The Lord in the Gospel reading today points out that the key to the Kingdom of God is in the child. The key is in the recognition of the truth of one’s needfulness and dependence on others, of one’s vulnerability and weakness. Such is the key that unlocks and opens the greatness of God’s reign.
I don’t think, the Lord was veering away from the earlier discussion on divorce when He demanded that the children be let to come to Him. With the example of the children, I think He continues to advance the discussion on intimacy. The proper question to ask may not be on the reasons for the need to separate or divorce one’s spouse but on the reasons why one has to stay. And the reason for both is vulnerability and weakness – all the characteristics of the helpless child who needs the adult’s indulgent assistance. One needs the other.
The First Reading from the Book of Genesis which the Lord quotes in part in the Gospel, I think, does not invite us to look backward. It is not so much about what happened at the beginning of creation as what is the present reality. The focus is not on God’s past action, but the present human relationships, that moving forward may mean leaving behind the past that has prepared one for the future, just as a man leaves father and mother to be with the spouse.
Such is what Christ does to his bride the Church. His love ushers in the God-life to all of humanity. Recognizing the needfulness of his bride, He incarnated, suffered, died, and resurrected. The faithful are then enabled to seek after the reign of God, for instilled within is the deep longing to fully be united to Him. And with it, one is so blessed and enabled to make better life choices, to turn away from sinfulness, and embrace Godliness. One can only respond to God. If only one is true to one’s deepest longing, one cannot but respond to God’s love, to the beloved’s summons.
In his homily yesterday, Fr Joe reminds us that God is always desiring to save us from our sinfulness, from our weaknesses. But do we recognize our need for God, the God who condescendingly reaches out to the vulnerable, to the needy, to the sinful, to the weak?
Yes, the secret key to understanding the dynamics of Godly relationships is in the child, which, like in marriage, is the recognition of the truth of one’s needfulness for intimate union and dependence on others.

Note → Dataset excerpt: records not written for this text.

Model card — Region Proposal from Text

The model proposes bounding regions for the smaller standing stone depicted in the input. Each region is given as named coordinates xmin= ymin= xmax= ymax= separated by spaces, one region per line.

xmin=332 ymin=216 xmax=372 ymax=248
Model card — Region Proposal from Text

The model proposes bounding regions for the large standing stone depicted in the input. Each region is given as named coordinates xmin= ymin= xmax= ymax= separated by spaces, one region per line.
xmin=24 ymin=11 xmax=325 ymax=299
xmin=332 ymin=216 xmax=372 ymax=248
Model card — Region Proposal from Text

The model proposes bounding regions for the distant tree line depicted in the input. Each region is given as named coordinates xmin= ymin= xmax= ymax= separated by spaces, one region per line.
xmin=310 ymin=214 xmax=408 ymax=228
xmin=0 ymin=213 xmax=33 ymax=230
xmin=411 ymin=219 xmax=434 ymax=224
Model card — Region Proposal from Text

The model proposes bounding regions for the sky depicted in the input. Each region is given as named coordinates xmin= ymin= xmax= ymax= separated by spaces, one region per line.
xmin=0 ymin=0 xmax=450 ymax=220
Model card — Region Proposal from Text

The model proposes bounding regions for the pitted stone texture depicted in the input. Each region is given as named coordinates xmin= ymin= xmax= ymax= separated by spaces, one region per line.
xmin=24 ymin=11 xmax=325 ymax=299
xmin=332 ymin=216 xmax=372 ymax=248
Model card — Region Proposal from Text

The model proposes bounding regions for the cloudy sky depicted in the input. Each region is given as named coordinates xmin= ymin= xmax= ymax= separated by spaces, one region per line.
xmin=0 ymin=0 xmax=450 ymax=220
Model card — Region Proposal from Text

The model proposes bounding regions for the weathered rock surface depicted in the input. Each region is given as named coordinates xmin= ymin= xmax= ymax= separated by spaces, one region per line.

There are various levels of needfulness – physical, social, emotional, moral, psychological, intellectual, spiritual, and so forth. Whoever we are, whatever our status in life may be, there is always the child in us who is needful, who is vulnerable. No one is threatened by a child, on the other hand, the child disarms. It is in this state that we can wield the key that unlocks and opens the God-life for us.
In Baptism, God welcomes us to begin to partake of the God-life with one another. We begin the life in the Church for whom Christ offers himself as Spouse. We heard from the reflection by Bishop Jacob of Serugh at Vigils early this morning that “having been joined with Christ in this way we are called to live out the mystery of our oneness with God by living and loving each other as one with one another. This is the consummation of our marriage union whereby our union bears fruit and realizes the fullness of the love that binds us. It is through our love for one another that we enter into joy, as in a marriage banquet. We do it symbolically only so that we can do it really as we bear our crosses with the one who has married us into unity with God in Him and through love for one another.”
Indeed, our life in God is a vicious cycle of faith, hope, and love: love that enables us to indiscriminately accept one another as Christ loves his bride the Church; faith that enables us to entrust ourselves with the One who is ever available and willingly dependable; and hope that strengthens the weary and stirs up the longing for the bright fullness of life beyond the gloomy realities of the past and present needfulness.